A composite on-chain consensus mechanism. By combining a lightweight consensus architecture, Ethereum is currently the only public chain that has dual security properties: it has traditional Byzantine Fault Tolerance characteristics, able to withstand attacks from a high proportion of malicious nodes in asynchronous networks; and it also has Bitcoin-like proof-of-work characteristics, able to resist the highest 49% hash power attacks in synchronous network environments. Other public chains have only one of these features. I have always upheld this design baseline. Consortium chains and some mainstream public chains can rely on community consensus and hard forks to repair large-scale node failures, but Bitcoin, Ethereum, and zero-knowledge cryptography chains cannot adopt such a fallback approach.
Maximally reducing intermediaries. At present, interactions such as smart contract wallets and privacy protocols all require the help of third-party relays to complete on-chain packaging. This not only creates shortcomings in user experience, but also hides security risks. The team is pushing technical R&D such as the FOCIL protocol and the EIP-8141 improvement proposal. By relying on open transaction pools to refine the packaging mechanism, we will reduce relay steps across the board, and make the system compatible with multiple encryption algorithms and privacy protocols. Meanwhile, on the client side, we are optimizing interaction logic to get rid of problems like wallets being unable to verify blocks and privacy data leaking arbitrarily, moving toward an ideal form that is compliant, secure, and trustworthy.
Some goals may seem not very realistic; even completing only half could keep the network running at a basic level—for example, by retaining relay institutions and flexibly switching service providers. But compromise solutions cannot shape an Ethereum with core barriers. That is why we aim for the best possible outcome.
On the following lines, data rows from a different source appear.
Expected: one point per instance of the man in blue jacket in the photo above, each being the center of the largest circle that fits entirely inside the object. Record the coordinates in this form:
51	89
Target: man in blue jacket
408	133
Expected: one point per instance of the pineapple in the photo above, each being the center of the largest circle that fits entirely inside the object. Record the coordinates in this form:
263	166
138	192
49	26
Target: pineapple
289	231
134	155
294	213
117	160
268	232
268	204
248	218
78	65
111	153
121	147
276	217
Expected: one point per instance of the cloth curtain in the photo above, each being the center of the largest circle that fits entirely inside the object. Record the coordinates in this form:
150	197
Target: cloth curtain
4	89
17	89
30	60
Fortunately, these core goals do not conflict with high transaction processing efficiency. The team is also focusing on ledger scalability technologies. A well-designed Layer 2 network can further help development; customized Layer 2 solutions are especially effective for specific scenarios such as high-frequency transactions and privacy interactions. With erasure coding point-to-point transmission technology and various optimization approaches, there is also significant room to shorten block intervals.
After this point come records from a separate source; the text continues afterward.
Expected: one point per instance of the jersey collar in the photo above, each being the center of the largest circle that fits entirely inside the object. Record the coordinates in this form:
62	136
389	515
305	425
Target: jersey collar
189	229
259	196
From the standpoint of financial value, the most core asset on the Ethereum network is ETH. The total ETH asset value across the network reaches 250 billion US dollars. The technical upgrades mentioned above can directly empower the stability of ETH’s value.
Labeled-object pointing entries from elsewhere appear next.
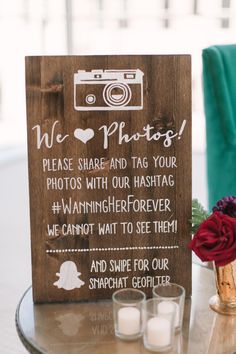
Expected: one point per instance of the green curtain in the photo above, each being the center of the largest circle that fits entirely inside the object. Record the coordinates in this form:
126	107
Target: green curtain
219	84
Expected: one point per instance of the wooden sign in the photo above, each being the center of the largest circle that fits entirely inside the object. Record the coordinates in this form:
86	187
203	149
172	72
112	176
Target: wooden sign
109	144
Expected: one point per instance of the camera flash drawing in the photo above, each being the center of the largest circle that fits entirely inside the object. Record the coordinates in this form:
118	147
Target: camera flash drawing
108	90
68	277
My personal assets are close to 90% ETH. The remaining approximately 40 million US dollars in on-chain fiat assets has also all been planned for investment into open-source biotech and software and hardware R&D projects. Of course, some necessary work to maintain ETH’s value is not within the Foundation’s scope of responsibility. This requires other token-holding stakeholders in the ecosystem to help support it. Many institutions and individuals hold far more than the Foundation. The Foundation is also planning a collaboration model to provide early-stage support to such external stakeholders.
In the future, the Ethereum Foundation will be streamlined and contracted, with a clearer value stance. Some ideas may be hard for the general public to understand, but the institution’s lifespan will be longer, and it can continue to create unique value for the industry.